The author notes that bipolar disorder can be treated and parents should have treatment, although they often may resist their treatment. (I imagine that during the “psychotic delusion” part of the bipolar disorder, one may think the medicine he or she has been given is harmful. Or that the neighbor or relative who is truly, truly trying to help is “spying” or “out to get them.”)

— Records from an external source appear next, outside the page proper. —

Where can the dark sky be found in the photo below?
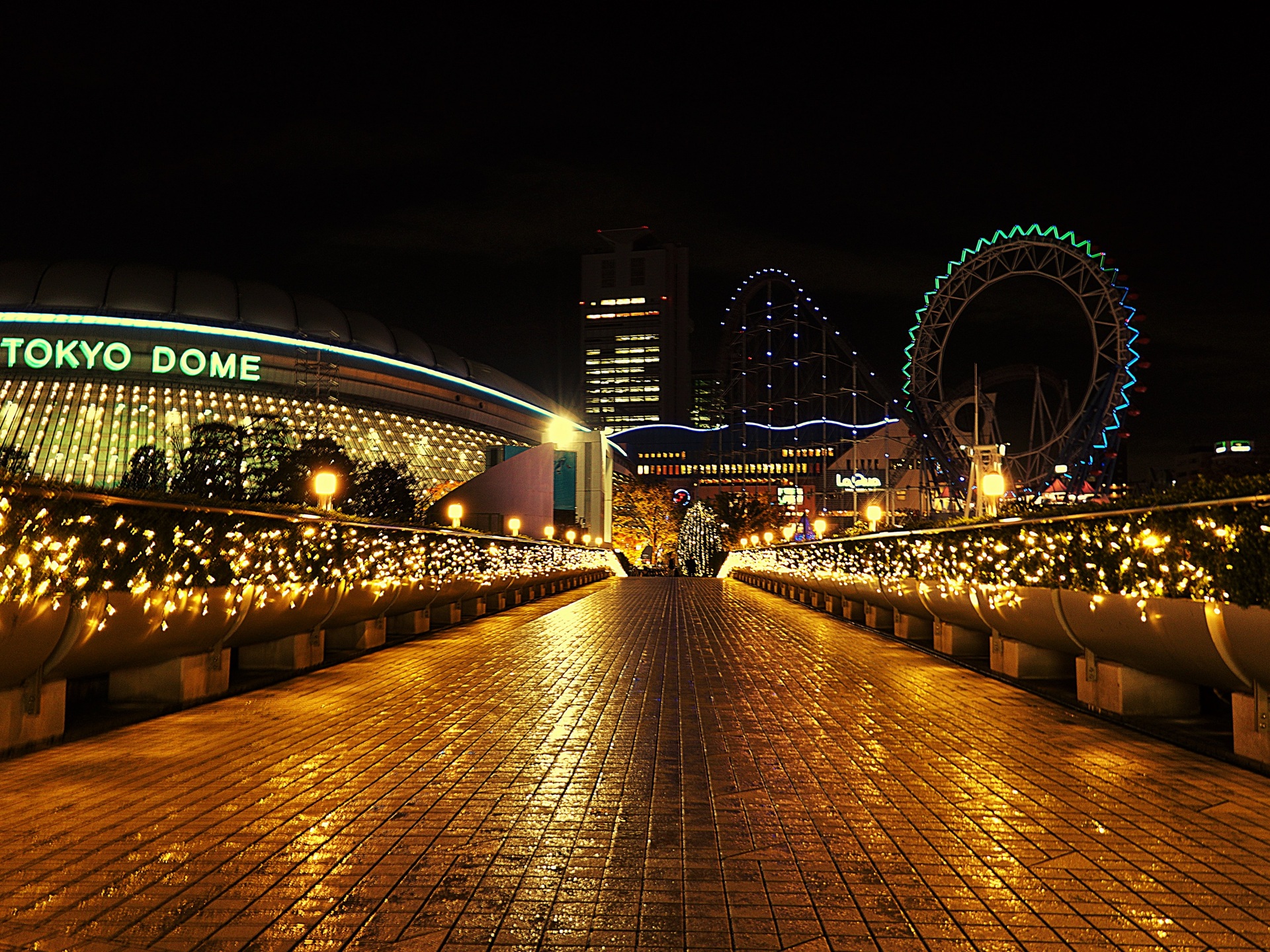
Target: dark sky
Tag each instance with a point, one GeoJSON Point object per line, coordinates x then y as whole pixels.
{"type": "Point", "coordinates": [447, 180]}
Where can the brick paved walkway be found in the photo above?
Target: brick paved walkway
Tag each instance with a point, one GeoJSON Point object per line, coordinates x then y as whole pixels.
{"type": "Point", "coordinates": [663, 763]}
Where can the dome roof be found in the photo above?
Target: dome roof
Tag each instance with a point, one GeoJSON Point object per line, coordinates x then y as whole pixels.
{"type": "Point", "coordinates": [149, 291]}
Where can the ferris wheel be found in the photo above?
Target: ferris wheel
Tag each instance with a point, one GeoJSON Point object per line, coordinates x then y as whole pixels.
{"type": "Point", "coordinates": [1061, 427]}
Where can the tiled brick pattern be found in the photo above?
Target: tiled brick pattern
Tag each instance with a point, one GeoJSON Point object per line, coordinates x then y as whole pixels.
{"type": "Point", "coordinates": [666, 763]}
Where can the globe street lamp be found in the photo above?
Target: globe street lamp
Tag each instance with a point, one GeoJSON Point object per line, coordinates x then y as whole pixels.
{"type": "Point", "coordinates": [873, 513]}
{"type": "Point", "coordinates": [325, 483]}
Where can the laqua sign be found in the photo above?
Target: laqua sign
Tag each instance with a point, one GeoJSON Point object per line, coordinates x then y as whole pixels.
{"type": "Point", "coordinates": [40, 353]}
{"type": "Point", "coordinates": [857, 480]}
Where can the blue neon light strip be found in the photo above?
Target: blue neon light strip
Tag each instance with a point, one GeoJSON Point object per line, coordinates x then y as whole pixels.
{"type": "Point", "coordinates": [241, 334]}
{"type": "Point", "coordinates": [883, 422]}
{"type": "Point", "coordinates": [762, 426]}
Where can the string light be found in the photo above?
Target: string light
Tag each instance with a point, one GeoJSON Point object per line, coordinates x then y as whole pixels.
{"type": "Point", "coordinates": [74, 543]}
{"type": "Point", "coordinates": [1206, 551]}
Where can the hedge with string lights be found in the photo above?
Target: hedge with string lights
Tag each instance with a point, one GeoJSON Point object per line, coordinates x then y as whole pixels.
{"type": "Point", "coordinates": [1209, 550]}
{"type": "Point", "coordinates": [73, 542]}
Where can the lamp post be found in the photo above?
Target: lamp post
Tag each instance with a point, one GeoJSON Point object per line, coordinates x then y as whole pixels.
{"type": "Point", "coordinates": [873, 513]}
{"type": "Point", "coordinates": [325, 483]}
{"type": "Point", "coordinates": [994, 487]}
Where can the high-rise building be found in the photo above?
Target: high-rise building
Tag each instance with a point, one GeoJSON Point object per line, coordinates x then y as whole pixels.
{"type": "Point", "coordinates": [635, 332]}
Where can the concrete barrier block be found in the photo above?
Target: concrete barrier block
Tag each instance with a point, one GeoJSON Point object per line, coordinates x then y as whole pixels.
{"type": "Point", "coordinates": [962, 643]}
{"type": "Point", "coordinates": [1016, 659]}
{"type": "Point", "coordinates": [1127, 691]}
{"type": "Point", "coordinates": [1249, 742]}
{"type": "Point", "coordinates": [294, 653]}
{"type": "Point", "coordinates": [360, 636]}
{"type": "Point", "coordinates": [447, 614]}
{"type": "Point", "coordinates": [30, 716]}
{"type": "Point", "coordinates": [880, 619]}
{"type": "Point", "coordinates": [179, 681]}
{"type": "Point", "coordinates": [411, 622]}
{"type": "Point", "coordinates": [911, 627]}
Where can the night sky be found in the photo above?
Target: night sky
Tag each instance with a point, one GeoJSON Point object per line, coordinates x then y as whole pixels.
{"type": "Point", "coordinates": [447, 182]}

I can SO relate to the girl in this book.  Her mom is in a good mood when she leaves for school, but is angry when she gets home.  It leaves her to wonder “What did I do wrong?”  She calls her grandma, who tells her she’s done nothing wrong.  “You know that your mother has problems, and she hasn’t gotten the help she needs.  I hope that one day she will.  But your mother loves you even when she’s yelling.”

I can relate to this girl because it was like that with MY mom.  One minute, she was fine (at least she wasn’t screaming and yelling!) and the next I wondered what I did wrong.

I cried while reading this book because I did not have a grandmother to call, to comfort me and remind me that mommy still loves me and is not mad at me.  A few days ago, my younger sister and I talked about this.  She doesn’t believe that mom loves her.  It took me a long time (almost 30 years) to realize that yes, mom does, but because of something in her head mom can’t be the “mommy” that I wanted her to be.  Still happens today. I’m 36 years old.  I have to keep reminding myself that “this isn’t mom talking, it’s the mental illness.”  It is so hard to keep that straight!

I did not have a “secret snack” or people I could call.  I truly believed that I was the problem, and that mom was mad at me, and why would a neighbor help me, after all I was a problem child and caused my mom such grief.

I cried reading the book also because I wonder, had mom had the medications or therapy or social support that she needed. . . where would I be today?  Another sense of grief, loss.

And yet if she had, then I would not be the person I am today.  Hmm.

Sometimes My Mommy Gets Angry, by Bebe Moore Campbell (illustrated by E. B. Lewis)

From broken to healed

Being a parent is a huge responsibility. You have this little child in your hands, their very heart and soul. It’s scary. If you make a misteak are you going to mess up this innocent child for the rest of his life?

And yet no parent is perfect. It’s just not possible to be. I guess that means that all children are messed up, some worse than others.

I hate to hear the news sometimes. A child molested. A child left in the trunk of a car. A child beaten. A child drowned. A child starved. Life is cruel and children get hurt. No matter what the parents do, it’s the kids who suffer for it.

So I think of my pain and past and there’s just no comparison. So what if my mom was nasty and mean. I should be able to shrug it off and go on. Who cares that she demanded perfection and wasn’t content with my best work at school or at home. At least I walked away from it. I survived, I lived through it, get on with life.

Then why do I treat my husband the way that she treated my father? And why do I find her words coming out of my mouth when I am angry with my children. And then I cringe for them, I remember how I hated her for how she treated me–and yet this is what I do to my very own, very precious children.

Sometimes I’ve wondered if I could have this surgically removed. I don’t know how to get rid of it. This whatever-you-want-to-call-it that I can’t get past in relating to my family.

Psalm 147.3: He healeth the broken in heart, and bindeth up their wounds.

Count me in that number, those broken in heart.  I need to be healed from something, I don’t even know what.